Etliche Gegenden gleichen apokalyptischen Landschaften. Einzelne Städte und Regionen sind teilweise eingeschlossen vom Feuer, das seit Oktober eine Fläche von fast elf Millionen Hektar niedergebrannt hat. 

Zum Vergleich: Berlin ist nur 89 000 Hektar groß.

Berlin und Brandenburg kommen zusammen auf eine Fläche von drei Millionen Hektar.

Zusammen mit Mecklenburg-Vorpommern sind die Länder nur halb so groß wie die verbrannten Wälder in Australien.

Insgesamt ist dem Feuer ein Gebiet von der Größe aller ostdeutschen Bundesländer zum Opfer gefallen.

"Es gibt nirgendwo auf der Welt einen besseren Ort, um Kinder großzuziehen", sagt Australiens Premierminister Scott Morrison in seiner Neujahrsansprache. "Und wir alle sind so dankbar, dass wir in diesem beeindruckenden Land leben können." Das müsse man wertschätzen, nun, da man ins neue Jahr eintrete. 2020 beginnt in Australien mit einer gigantischen Feuersbrunst.

Die Kinder auf diesem Bild verbringen den Jahreswechsel in Zelten und Wohnwagen, nachdem ihre Eltern ihre Häuser verlassen mussten.

In Australien sind viele Menschen an die jährliche Feuer-Saison gewöhnt, auch die Ökosysteme haben sich daran angepasst - nun aber brennen auch Wälder, die eigentlich gar nicht brennen dürften. Die Regenwälder im Norden von New South Wales zum Beispiel und in Queensland, oder der Hochland-Regenwald im Naturschutzgebiet Mount Hyland oder die "kalten" Regenwälder in Tasmanien.

Dienstag, der 17. Dezember 2019, war mit einer durchschnittlichen Landestemperatur von 40,9 Grad der heißeste Tag seit Beginn der Wetteraufzeichnungen.

Ortsweise wurden bis zu 49,9 Grad gemessen. Bereits im November war das Jahr 2019 als das zweitheißeste in die Geschichte Australiens eingegangen, auf riesigen Landstrichen hat es seitdem nicht geregnet.

Katastrophale Voraussetzungen also.
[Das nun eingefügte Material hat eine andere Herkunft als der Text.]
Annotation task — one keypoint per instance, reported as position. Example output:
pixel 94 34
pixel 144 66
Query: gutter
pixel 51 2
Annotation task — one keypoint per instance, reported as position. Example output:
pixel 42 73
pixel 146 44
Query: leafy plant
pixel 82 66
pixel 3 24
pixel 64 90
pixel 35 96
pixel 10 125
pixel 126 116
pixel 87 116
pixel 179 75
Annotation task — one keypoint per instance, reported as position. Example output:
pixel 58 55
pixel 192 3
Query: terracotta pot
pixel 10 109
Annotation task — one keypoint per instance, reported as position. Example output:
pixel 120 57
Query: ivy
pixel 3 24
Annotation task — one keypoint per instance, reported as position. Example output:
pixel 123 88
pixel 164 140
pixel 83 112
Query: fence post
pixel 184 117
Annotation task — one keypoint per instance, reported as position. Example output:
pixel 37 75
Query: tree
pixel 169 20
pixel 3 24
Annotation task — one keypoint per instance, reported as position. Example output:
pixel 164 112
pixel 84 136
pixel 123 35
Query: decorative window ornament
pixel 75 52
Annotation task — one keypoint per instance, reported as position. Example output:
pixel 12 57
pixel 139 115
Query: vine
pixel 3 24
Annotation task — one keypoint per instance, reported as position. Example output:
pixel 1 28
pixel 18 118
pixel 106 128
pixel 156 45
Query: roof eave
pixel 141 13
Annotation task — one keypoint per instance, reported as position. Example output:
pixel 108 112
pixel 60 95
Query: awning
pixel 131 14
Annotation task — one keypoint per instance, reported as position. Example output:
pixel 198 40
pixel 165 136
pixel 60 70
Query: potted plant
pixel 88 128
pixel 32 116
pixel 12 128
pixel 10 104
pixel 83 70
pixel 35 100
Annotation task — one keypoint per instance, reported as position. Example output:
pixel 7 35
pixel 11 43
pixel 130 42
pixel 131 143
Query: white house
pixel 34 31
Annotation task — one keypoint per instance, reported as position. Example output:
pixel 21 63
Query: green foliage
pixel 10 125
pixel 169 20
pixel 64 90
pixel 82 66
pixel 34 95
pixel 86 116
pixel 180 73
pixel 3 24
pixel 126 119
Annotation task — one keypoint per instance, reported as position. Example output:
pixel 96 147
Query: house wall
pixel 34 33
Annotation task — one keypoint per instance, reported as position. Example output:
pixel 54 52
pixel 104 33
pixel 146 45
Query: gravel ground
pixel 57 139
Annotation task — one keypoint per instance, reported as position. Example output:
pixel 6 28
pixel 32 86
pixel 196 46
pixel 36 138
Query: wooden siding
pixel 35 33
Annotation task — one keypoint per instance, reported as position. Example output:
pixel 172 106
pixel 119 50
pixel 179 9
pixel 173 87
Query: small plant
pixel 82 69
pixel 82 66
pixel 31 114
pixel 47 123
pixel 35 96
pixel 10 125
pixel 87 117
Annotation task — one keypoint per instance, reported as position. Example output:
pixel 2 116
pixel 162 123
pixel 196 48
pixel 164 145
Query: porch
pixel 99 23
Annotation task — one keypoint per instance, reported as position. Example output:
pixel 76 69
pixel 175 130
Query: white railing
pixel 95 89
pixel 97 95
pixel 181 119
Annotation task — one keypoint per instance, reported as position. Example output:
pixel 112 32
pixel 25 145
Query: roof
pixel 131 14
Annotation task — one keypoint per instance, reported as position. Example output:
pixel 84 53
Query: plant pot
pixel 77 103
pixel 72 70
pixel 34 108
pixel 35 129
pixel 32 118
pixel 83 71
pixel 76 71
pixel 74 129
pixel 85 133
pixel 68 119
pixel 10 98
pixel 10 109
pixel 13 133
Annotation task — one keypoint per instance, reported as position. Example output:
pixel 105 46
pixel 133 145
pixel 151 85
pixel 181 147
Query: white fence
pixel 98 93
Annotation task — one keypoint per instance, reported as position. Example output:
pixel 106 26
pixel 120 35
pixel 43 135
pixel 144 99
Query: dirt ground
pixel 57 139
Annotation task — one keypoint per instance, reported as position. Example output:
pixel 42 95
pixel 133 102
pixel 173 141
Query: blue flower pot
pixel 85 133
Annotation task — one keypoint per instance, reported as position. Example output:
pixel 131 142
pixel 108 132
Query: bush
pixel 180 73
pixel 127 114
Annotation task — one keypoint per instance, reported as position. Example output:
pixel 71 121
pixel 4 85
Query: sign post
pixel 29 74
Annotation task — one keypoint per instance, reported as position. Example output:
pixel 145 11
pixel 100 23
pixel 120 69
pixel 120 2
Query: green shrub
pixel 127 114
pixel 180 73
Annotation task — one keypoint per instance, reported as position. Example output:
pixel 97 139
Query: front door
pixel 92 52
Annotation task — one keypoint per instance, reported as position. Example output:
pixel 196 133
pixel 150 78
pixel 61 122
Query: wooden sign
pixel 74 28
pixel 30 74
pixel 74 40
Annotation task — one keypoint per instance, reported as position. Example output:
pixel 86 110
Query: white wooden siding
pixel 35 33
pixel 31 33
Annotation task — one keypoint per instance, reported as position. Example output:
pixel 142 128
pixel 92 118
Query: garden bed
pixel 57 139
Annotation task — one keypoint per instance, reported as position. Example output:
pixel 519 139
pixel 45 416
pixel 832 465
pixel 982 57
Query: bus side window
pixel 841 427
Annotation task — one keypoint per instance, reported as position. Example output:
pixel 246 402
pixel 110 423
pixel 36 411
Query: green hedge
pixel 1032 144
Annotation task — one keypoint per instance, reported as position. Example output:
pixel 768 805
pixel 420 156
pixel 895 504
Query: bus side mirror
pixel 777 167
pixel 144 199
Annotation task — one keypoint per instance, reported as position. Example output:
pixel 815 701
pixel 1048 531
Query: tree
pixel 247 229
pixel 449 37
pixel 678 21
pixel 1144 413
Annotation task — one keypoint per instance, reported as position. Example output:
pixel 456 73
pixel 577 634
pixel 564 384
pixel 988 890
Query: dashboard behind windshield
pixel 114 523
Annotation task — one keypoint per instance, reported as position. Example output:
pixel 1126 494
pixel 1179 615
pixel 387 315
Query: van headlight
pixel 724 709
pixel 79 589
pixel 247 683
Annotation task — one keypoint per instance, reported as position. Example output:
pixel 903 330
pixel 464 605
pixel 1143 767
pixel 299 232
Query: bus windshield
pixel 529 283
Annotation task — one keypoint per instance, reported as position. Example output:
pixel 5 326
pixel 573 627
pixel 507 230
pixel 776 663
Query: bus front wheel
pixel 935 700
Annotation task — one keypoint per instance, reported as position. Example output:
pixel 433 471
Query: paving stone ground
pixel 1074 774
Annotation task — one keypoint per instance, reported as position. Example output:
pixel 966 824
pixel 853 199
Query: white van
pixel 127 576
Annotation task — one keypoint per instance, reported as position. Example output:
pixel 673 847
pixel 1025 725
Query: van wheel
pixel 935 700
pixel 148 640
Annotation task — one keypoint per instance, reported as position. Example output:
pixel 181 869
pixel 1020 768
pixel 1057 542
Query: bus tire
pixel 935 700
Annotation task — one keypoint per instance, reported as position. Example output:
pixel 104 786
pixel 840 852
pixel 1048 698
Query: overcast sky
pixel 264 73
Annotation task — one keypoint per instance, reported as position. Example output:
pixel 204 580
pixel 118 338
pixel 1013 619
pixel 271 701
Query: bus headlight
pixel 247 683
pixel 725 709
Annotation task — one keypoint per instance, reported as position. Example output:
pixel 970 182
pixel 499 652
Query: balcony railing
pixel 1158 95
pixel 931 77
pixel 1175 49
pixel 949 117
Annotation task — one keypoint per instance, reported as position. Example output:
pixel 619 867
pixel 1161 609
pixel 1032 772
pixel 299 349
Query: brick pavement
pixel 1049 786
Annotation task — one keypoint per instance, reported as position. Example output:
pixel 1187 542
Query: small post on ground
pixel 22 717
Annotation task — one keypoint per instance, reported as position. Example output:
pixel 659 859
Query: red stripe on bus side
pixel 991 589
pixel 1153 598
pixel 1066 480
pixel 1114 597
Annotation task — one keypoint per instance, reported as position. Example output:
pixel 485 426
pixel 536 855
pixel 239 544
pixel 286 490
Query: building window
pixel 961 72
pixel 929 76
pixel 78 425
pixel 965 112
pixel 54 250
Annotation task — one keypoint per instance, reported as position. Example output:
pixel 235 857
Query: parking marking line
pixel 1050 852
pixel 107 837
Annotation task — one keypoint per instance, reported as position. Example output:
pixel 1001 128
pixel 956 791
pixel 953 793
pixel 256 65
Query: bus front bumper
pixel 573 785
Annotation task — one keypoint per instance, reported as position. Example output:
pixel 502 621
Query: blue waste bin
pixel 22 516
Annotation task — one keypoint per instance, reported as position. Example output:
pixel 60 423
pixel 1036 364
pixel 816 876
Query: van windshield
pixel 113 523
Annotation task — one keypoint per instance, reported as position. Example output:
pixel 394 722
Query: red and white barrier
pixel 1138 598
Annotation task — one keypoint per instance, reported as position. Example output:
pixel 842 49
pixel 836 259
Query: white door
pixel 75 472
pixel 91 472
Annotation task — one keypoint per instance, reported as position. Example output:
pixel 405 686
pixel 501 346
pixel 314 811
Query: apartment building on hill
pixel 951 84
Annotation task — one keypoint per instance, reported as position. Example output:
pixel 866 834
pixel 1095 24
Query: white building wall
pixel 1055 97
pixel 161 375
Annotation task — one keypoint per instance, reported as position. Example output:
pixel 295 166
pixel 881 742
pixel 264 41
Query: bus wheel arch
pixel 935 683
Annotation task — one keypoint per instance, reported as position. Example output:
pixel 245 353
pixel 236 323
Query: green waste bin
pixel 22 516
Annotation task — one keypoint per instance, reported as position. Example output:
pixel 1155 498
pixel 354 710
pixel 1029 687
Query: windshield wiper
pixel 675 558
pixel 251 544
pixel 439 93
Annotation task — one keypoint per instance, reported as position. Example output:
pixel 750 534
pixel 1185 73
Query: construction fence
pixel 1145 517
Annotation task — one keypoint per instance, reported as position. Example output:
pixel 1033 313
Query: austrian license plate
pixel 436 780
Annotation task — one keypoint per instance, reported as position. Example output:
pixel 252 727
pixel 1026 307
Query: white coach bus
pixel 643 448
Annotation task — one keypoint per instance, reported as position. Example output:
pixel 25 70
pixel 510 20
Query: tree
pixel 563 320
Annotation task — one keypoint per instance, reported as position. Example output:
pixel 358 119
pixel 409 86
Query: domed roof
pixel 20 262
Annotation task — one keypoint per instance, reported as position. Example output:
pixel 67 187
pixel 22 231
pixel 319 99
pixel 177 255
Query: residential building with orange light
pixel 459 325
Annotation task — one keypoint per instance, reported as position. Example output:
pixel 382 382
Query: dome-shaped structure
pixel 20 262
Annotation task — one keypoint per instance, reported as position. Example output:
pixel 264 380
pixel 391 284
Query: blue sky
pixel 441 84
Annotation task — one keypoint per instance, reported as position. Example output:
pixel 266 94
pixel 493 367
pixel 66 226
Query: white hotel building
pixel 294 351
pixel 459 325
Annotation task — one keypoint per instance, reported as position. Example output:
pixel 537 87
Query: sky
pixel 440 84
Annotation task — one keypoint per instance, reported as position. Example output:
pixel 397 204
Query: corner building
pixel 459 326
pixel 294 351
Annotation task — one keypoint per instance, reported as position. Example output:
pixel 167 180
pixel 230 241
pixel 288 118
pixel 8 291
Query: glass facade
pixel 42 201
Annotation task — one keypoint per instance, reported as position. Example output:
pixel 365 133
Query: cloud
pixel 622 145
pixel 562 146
Die ausgedörrte Vegetation droht beim kleinsten Funken in Flammen aufzugehen, die sich rasend über Buschland, Farmen, Eukalyptuswälder und Wohngebiete ausbreiten.

Am schlimmsten betroffen ist der Bundesstaat New South Wales:

infografik new south vales feuer australien

Mehre Zehntausende Polizisten, Rettungskräfte, Sanitäter und Feuerwehrleute sind im Dienst. Es handele sich um den "wahrscheinlich größten Einsatz von Rettungskräften" in dem Bundesstaat, sagt der für Notfälle zuständige Minister David Elliot. Urlauber in Sydney wurden aufgerufen, die Stadt nicht zu verlassen.

Die Brände werden großteils von Freiwilligen bekämpft. Viele von ihnen sind arbeitslos.

Ihre Sozialleistungen werden zum Teil ausgesetzt, weil sie zwar Menschen, Lebensräume und Häuser retten - sich währenddessen aber nicht für die von der Regierung geforderte Anzahl von Jobs pro Woche bewerben können. Später wird die Regierung umdenken und ihnen für ihren Einsatz eine Entschädigung von umgerechnet 3700 Euro versprechen.

Fünf Tage vor Weihnachten sterben zwei der vielen freiwilligen Feuerwehrmänner: Andrew O’Dwyer, 36, und Geoffrey Keaton, 32. Ein brennender Baum fällt südwestlich von Sydney auf ihren Wagen, der gerät ins Rollen und stürzt einen Abhang hinunter. O'Dwyers 19 Monate alte Tochter Charlotte greift sich bei der Trauerfeier den Helm ihres Vaters.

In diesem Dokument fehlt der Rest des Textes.